Author: Tourlamain Guy
Publisher: Maney Publishing
ISSN: 1745-9214
Source: Oxford German Studies, Vol.39, Iss.3, 2010-12, pp. : 228-249
Disclaimer: Any content in publications that violate the sovereignty, the constitution or regulations of the PRC is not accepted or approved by CNPIEC.
Abstract
Taking Hans Grimm and the Lippoldsberger Dichtertage as a case study, this article examines the position of völkisch writers in the Third Reich and the development of their ideology after 1945. Grimm's efforts to popularize a nationalist and racial worldview independently of the NSDAP's cultural monopoly later provided him with an alibi on which he based his rejection of the idea of collective guilt after the Second World War. As a representative of an independent, right-wing intellectual tradition, his attitudes found ready reception among many Germans after 1945, identifying the German people as victims of the War rather than perpetrators of war-crimes and crimes against humanity.
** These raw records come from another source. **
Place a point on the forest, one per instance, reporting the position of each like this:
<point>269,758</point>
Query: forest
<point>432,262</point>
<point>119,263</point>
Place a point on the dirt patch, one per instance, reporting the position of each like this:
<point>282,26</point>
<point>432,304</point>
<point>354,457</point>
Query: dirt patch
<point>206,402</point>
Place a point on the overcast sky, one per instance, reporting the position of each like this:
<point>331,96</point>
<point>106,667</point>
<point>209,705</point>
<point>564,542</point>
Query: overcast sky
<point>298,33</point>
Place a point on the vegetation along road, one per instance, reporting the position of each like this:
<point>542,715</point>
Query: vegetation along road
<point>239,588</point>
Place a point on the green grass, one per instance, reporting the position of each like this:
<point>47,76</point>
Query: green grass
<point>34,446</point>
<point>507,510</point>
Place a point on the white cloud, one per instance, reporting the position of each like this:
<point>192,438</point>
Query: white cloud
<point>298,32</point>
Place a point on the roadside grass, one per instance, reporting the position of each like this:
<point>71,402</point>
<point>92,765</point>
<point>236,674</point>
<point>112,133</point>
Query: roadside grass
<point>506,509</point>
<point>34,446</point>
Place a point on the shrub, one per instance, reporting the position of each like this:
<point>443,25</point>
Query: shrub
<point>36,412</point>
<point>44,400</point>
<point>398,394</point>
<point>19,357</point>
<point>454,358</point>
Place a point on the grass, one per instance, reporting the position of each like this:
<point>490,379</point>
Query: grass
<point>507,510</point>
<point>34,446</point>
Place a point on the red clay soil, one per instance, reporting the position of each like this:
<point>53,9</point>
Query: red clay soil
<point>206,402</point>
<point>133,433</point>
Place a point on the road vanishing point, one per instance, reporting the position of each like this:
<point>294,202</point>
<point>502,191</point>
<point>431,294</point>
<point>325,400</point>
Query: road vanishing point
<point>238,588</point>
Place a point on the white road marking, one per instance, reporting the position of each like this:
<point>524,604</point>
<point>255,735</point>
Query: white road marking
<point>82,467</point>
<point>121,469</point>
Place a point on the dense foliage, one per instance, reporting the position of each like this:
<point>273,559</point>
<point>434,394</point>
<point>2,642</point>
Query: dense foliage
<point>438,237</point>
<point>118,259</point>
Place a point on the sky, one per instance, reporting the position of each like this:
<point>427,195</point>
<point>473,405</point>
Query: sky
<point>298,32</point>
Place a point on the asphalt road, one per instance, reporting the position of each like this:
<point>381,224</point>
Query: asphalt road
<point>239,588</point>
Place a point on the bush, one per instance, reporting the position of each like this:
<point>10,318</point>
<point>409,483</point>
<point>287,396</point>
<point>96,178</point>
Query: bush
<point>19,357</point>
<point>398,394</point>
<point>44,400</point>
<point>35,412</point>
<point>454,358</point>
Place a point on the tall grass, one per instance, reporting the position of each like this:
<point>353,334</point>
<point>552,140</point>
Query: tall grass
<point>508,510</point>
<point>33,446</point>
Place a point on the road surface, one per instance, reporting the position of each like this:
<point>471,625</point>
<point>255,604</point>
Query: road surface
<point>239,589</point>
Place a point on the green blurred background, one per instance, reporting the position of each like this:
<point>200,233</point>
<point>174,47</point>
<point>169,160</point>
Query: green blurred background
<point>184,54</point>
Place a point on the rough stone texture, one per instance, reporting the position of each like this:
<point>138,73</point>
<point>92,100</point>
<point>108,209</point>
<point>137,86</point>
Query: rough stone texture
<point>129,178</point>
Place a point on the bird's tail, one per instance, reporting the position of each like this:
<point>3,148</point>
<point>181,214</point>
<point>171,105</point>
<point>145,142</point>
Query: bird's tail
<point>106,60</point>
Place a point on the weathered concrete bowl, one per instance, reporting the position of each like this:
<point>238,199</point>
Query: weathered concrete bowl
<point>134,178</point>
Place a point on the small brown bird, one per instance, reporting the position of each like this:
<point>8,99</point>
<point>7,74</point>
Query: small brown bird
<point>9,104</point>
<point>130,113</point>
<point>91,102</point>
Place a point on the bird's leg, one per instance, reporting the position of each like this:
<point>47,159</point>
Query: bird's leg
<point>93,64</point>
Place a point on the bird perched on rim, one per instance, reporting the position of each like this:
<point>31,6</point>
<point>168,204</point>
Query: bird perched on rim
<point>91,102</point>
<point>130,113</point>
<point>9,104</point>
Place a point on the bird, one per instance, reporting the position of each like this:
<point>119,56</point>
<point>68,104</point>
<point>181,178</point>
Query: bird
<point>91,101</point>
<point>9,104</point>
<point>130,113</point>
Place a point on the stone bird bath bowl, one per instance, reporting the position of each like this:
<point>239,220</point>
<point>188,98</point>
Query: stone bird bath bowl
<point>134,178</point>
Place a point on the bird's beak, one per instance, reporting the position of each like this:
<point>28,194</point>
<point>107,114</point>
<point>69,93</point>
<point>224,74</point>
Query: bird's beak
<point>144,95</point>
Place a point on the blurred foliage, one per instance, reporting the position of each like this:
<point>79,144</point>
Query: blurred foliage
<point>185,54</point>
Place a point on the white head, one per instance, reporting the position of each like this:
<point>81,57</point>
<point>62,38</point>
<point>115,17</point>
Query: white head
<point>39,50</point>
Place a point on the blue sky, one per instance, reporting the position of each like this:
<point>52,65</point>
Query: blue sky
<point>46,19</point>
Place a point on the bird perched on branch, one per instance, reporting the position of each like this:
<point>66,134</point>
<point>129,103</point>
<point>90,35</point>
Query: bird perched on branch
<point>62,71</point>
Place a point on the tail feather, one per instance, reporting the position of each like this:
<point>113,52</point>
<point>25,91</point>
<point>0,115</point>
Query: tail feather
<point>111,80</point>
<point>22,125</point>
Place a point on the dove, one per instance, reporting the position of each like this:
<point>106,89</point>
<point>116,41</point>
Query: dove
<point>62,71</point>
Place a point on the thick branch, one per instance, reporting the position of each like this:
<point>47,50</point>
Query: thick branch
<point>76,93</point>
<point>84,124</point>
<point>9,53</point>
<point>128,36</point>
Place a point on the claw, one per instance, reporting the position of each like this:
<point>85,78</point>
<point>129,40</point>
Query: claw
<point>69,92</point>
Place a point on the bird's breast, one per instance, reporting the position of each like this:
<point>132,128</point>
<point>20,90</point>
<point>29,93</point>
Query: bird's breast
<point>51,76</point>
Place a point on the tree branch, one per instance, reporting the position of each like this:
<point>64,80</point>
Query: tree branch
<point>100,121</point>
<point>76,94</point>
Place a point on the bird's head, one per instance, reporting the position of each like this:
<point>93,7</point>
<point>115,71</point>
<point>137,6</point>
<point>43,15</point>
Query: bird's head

In new works and through public engagement after the Second World War, Grimm and his colleagues sought to rescue völkisch-nationalism from the Nazi label. Their own accounts of their activities emphasized the difficulties they had experienced during the Third Reich, seeking to mitigate their ideological similarities with the Nazis. A short examination of Grimm's life and worldview will provide an introduction to the themes that dominated the works — both fiction and non-fiction — of the writers who attended the Lippoldsberger Dichtertage. A closer analysis of the meetings in Lippoldsberg follows, both during the Third Reich and after 1949, with a particular emphasis on cultural life in Germany in the 1950s as a response to the new political order.